Vocational training needed at public schools
By David S. Matsumoto
During this election year, nearly every candidate will advocate the need for improvement in the educational system in Hawai'i. Just how to improve the system is open to debate, and debate there certainly has been over the school budget, quality of teachers, quality of students and SAT scores.
I strongly believe that it is time for Hawai'i to expand vocational education in the public school system.
Many employers are concerned that graduates are not adequately prepared for the job market. Despite their enthusiasm, job seekers right out of high school are at a disadvantage to those with experience, primarily because of lack of vocational training in our high schools.

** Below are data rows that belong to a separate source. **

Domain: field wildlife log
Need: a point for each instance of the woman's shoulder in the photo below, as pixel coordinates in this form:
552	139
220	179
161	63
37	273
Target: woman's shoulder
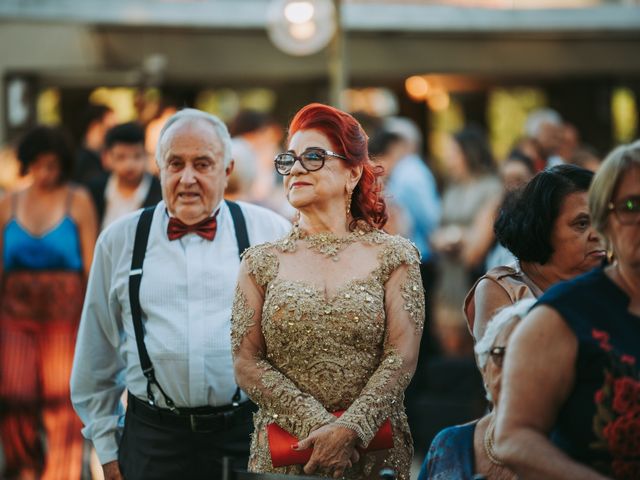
590	281
398	246
262	261
583	301
6	207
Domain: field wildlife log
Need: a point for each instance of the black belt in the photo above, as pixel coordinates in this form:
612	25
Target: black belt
201	419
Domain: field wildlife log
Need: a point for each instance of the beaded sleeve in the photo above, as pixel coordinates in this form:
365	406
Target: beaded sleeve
278	397
404	311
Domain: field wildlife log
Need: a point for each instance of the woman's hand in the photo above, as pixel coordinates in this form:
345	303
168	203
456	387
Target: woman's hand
334	450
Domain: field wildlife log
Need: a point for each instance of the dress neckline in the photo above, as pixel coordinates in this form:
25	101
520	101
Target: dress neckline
328	243
45	233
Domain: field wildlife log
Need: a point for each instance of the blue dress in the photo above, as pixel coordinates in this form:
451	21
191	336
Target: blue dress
40	306
451	454
599	424
57	249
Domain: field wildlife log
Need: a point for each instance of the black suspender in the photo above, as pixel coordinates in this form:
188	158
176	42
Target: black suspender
135	277
240	226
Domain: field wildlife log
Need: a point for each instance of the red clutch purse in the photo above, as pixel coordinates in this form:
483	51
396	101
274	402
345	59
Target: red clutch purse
282	454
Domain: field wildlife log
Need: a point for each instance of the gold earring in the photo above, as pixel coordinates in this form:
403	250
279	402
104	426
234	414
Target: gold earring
349	196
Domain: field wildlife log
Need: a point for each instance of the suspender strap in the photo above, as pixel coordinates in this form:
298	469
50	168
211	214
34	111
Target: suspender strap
240	226
135	277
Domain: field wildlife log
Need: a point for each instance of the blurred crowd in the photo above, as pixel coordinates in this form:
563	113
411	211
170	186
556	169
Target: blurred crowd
490	232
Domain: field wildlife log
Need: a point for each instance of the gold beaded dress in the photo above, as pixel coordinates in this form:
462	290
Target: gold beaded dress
323	323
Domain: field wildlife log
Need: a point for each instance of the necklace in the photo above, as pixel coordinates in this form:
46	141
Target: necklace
488	444
328	243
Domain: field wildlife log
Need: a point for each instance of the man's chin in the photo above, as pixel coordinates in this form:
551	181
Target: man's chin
190	215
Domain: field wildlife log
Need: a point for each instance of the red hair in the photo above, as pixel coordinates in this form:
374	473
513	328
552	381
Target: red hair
349	139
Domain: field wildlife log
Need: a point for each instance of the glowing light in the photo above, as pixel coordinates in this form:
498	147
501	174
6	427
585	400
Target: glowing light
299	12
302	31
417	87
438	100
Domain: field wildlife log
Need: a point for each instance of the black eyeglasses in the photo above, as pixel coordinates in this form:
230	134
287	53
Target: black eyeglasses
627	210
311	159
497	355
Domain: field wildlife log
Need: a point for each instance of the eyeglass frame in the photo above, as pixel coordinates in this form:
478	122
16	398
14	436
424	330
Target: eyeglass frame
613	207
298	158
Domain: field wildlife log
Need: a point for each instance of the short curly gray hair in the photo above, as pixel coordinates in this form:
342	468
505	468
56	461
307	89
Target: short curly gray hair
192	114
500	320
618	162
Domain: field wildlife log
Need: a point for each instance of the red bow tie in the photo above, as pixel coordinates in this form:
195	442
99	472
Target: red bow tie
206	228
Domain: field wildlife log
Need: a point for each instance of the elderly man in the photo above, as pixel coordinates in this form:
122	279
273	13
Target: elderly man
156	318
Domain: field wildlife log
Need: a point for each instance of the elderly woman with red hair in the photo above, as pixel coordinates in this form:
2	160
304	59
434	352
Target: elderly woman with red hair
327	321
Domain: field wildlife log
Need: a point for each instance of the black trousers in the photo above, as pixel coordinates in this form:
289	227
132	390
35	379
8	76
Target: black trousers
151	451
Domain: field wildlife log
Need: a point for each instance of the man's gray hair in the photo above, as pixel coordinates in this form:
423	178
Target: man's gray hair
190	115
500	320
538	118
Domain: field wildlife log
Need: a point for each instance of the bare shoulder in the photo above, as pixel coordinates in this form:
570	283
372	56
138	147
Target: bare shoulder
487	297
545	328
5	207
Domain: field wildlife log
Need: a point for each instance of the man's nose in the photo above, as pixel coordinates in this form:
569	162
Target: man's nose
188	175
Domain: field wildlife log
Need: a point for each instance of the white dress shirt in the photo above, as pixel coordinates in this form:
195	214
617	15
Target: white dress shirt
186	296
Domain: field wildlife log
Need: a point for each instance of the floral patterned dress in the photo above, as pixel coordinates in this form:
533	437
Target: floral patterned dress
330	323
599	425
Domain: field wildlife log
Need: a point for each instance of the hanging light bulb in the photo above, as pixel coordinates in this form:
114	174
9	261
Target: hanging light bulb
301	27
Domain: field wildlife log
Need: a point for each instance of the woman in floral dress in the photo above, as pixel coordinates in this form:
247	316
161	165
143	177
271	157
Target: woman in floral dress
571	370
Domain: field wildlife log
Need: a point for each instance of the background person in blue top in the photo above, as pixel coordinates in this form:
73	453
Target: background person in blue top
572	365
48	234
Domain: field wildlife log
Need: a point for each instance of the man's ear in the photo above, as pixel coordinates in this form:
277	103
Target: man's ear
229	168
105	160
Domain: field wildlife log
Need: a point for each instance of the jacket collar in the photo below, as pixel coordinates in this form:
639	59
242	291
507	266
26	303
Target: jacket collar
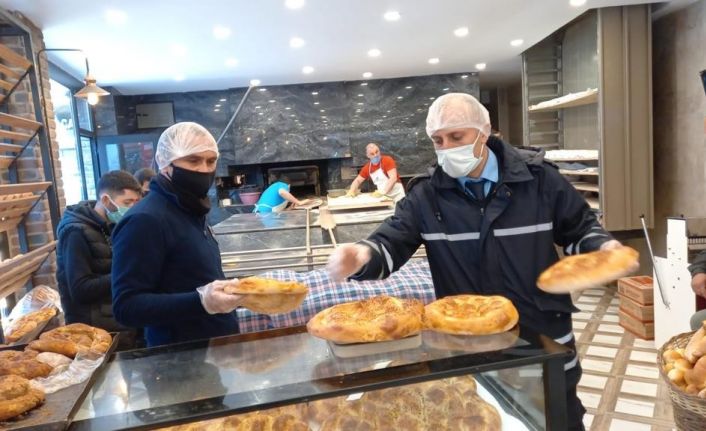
512	165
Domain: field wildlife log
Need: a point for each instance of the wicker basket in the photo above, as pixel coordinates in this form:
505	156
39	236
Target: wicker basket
689	410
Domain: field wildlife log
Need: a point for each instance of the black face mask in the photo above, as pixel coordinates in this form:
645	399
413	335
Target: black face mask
192	182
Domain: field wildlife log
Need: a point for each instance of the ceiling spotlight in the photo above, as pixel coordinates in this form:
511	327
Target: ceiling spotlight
221	32
115	17
296	42
461	32
294	4
392	15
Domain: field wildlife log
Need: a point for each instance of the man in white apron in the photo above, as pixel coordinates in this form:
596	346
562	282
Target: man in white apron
382	170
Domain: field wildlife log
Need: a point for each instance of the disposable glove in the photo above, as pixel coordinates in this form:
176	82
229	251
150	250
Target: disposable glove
215	300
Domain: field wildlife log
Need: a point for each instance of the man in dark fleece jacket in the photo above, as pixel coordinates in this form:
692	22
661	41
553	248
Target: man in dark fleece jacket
84	254
167	274
489	217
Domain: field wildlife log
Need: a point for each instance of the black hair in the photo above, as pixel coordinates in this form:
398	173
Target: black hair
144	174
114	182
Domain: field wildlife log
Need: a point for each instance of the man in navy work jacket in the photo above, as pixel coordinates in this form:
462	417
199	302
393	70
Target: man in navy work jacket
167	274
489	217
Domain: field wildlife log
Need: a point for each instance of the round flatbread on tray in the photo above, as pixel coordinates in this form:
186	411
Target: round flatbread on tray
471	315
269	296
587	270
380	318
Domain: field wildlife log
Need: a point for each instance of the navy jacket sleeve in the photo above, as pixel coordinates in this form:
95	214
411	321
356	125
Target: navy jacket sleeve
699	264
139	250
576	227
84	286
393	243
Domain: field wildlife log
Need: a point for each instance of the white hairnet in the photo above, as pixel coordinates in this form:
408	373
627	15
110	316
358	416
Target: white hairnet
181	140
457	111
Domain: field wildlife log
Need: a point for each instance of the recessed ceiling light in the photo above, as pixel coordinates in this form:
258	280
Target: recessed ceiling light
178	49
296	42
294	4
115	17
392	15
221	32
461	32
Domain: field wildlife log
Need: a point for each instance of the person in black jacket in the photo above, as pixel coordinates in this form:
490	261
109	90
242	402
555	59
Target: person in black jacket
84	251
489	216
167	273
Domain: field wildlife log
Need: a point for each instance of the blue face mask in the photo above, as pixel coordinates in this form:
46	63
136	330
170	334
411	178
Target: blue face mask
117	215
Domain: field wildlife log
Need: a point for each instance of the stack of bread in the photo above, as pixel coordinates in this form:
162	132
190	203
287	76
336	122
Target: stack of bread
686	367
54	349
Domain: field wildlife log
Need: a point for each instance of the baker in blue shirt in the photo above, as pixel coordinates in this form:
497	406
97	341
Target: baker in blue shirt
276	197
167	275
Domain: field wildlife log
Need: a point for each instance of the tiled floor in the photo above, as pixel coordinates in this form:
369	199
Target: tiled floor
621	387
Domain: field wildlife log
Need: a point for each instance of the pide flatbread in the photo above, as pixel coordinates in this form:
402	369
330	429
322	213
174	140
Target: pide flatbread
269	296
587	270
380	318
471	315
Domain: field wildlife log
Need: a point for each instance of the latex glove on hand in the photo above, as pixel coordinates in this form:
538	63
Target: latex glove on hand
698	284
215	300
346	260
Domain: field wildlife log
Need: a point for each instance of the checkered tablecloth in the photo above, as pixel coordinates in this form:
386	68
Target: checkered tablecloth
413	280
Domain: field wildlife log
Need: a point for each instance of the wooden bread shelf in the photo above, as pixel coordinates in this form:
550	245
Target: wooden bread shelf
16	200
20	122
578	173
587	97
586	187
16	272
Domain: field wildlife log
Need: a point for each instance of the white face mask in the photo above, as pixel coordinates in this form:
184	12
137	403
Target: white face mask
460	161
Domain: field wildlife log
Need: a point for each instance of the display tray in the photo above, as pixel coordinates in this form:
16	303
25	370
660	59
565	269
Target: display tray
60	406
363	349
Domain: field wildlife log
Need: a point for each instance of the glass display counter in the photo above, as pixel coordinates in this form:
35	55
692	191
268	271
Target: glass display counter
520	373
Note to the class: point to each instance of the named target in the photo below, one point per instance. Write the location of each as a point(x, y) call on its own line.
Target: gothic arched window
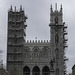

For a large number of our students who have no intention of going to college, entry to the work force requires that they have the knowledge and practical employment skill that will make them successful on a long-term basis to their employers.
Therefore, rather than comparing test scores, all elected officials and educational leaders should be asking, "What should we expect of our students after a certain level of education?" The answer is that we expect them to be industrious and productive. We expect them to contribute to our economy. We expect them to add new blood and renewed enthusiasm to our work force.
In this respect, the public school should understand the economic and business vision of our state and produce graduates who can carry out our vision.
To this end, the state Department of Education for several years has conducted a school-to-work partnership that teams up with the business community to teach students what it takes to be successful in the real business world. However, this school-to-work program alone is not sufficient. A renewed and expanded focus on vocational training is in order.
There is no doubt that minimum levels of knowledge and academics are essential to provide our graduates with flexibility to meet the ever-changing requirements of the job market. But vocational objectives should not be considered exclusive of a general liberal education.
By way of example, much has been written about the competitiveness of the Japanese high school. But what has been overlooked is that in the Japanese schools there also is a strong system of technical, commercial and vocational curricula. It covers agriculture, aquaculture, business, nursing and basic industries.
Therefore, especially during three years of public high schools in Hawai'i, curricula should be tailored to the student's abilities and aptitudes.
Further, by expanding our vocational program in our high schools, some students are able to acquire enough knowledge and skills to advance to a university or community college of their choice to be certified in their chosen fields.
Kathryn Matayoshi, the interim superintendent of the state Department of Education, has said she is establishing "zones of school innovation" to help reform the system. She states that "these zones extend the educational horizon beyond the typical school day and year, and beyond the traditional campus."
I strongly hope that the "zones of school innovation" will help to bring and expand an effective vocational education program in the public school system..
In summary, we must ask how we can help students make the transition from school to the business community. This is the bridge that all of us must construct to provide a world-class education for all public school students in Hawai'i.